• - This is the dream, this is where I want to work,says Keltoum Hasnaoui Missoum outside the police house in Stavanger.

    FOTO: Kristian Jacobsen

Wants hijab as part of her police-uniform

Keltoum Hasnaoui Missoum (23) dreams of being a police woman, and asks if she can wear hijab.

“Hi, come in!” Missoum smiles broadly as she opens the door of her house at Lura.

Josef (5) peeps shyly from behind his mother’s festive dress, while Jeasin (four months) gazes up at the butterflies that dangle on silk threads from the roof of the pram. Big sister, Zara is at school.

Keltoum Hasnaoui Missoum came to Norway eight years ago. She has given birth to three children, and is in the process of acquiring entrance qualifications for higher education, and has worked as a security guard for various security companies. The big and only dream is to become a police woman.

On the table lies the file, containing all kinds of information and articles about the police force and police training, requirements and guidelines. The first print-out is from 2002.

A dream

”It is a deep desire I have had for many years, ” says Missoum. ”But I half gave up the idea when I decided to wear the hijab.”

”People associate the hijab with the suppression of women, and are therefore skeptical. Folk forbinder hijab med kvinneundertrykkelse, derfor er mange skeptiske. I understand people’s skepticism, but it is based on lack of knowledge about what this is. The hijab is something I have chosen to wear myself. It is important for me and my relationship to my religion,” says Missoum.

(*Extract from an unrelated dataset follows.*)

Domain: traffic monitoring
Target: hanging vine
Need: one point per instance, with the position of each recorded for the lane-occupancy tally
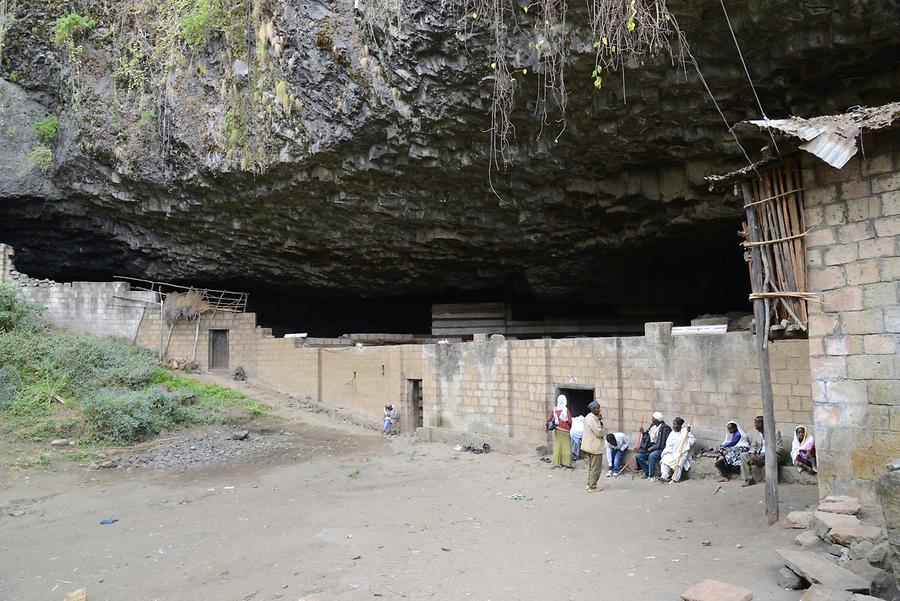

“My husband’s opinion about it is irrelevant,” she says and laughs again. “He supports me one hundred per cent, and has offered to look after the children when I am studying,” says Keltoum Hasnaoui Missoum.

Lost the job

In 2003 she started to wear the hijab, but chose to take it off again because it was difficult in her job as a security guard. Some years later, she tried to alternate, going without at work but wearing it at home, but a year ago she decided that the head-gear was here to stay. That’s when she lost her job in the security company.

Missoum sent an email to the Police Academy, who referred her to the Ministry of Police Affairs, who in turn asked her to send a written query.

”Everyone was very approachable and friendly. My experience so far is only positive,” says the 23-year old. She awaits the reply with anticipation.

”In my job as a security guard, I found that youth of various culture backgrounds trusted me more. It was easier for me to calm them down,” she says.



Not supressed

Missoum does not feel suppressed in her own culture or at home.

“I feel instead that society suppressed us,” she says, and thinks it is a good thing that people see women wearing the hijab in different professions, for example in the police.

”People can understand that we are not suppressed. Maybe it can help us to be more accepted,” thinks Missoum.

”Minorities are needed in the police, and the group I represent wears the hijab,” she says.

The important thing for Keltoum Hasnaoui Missoum is being accepted as the person she is.

“I think there are many Muslim girls who want to do different types of work, but who are prevented by the prejudices against their head-wear,” she says.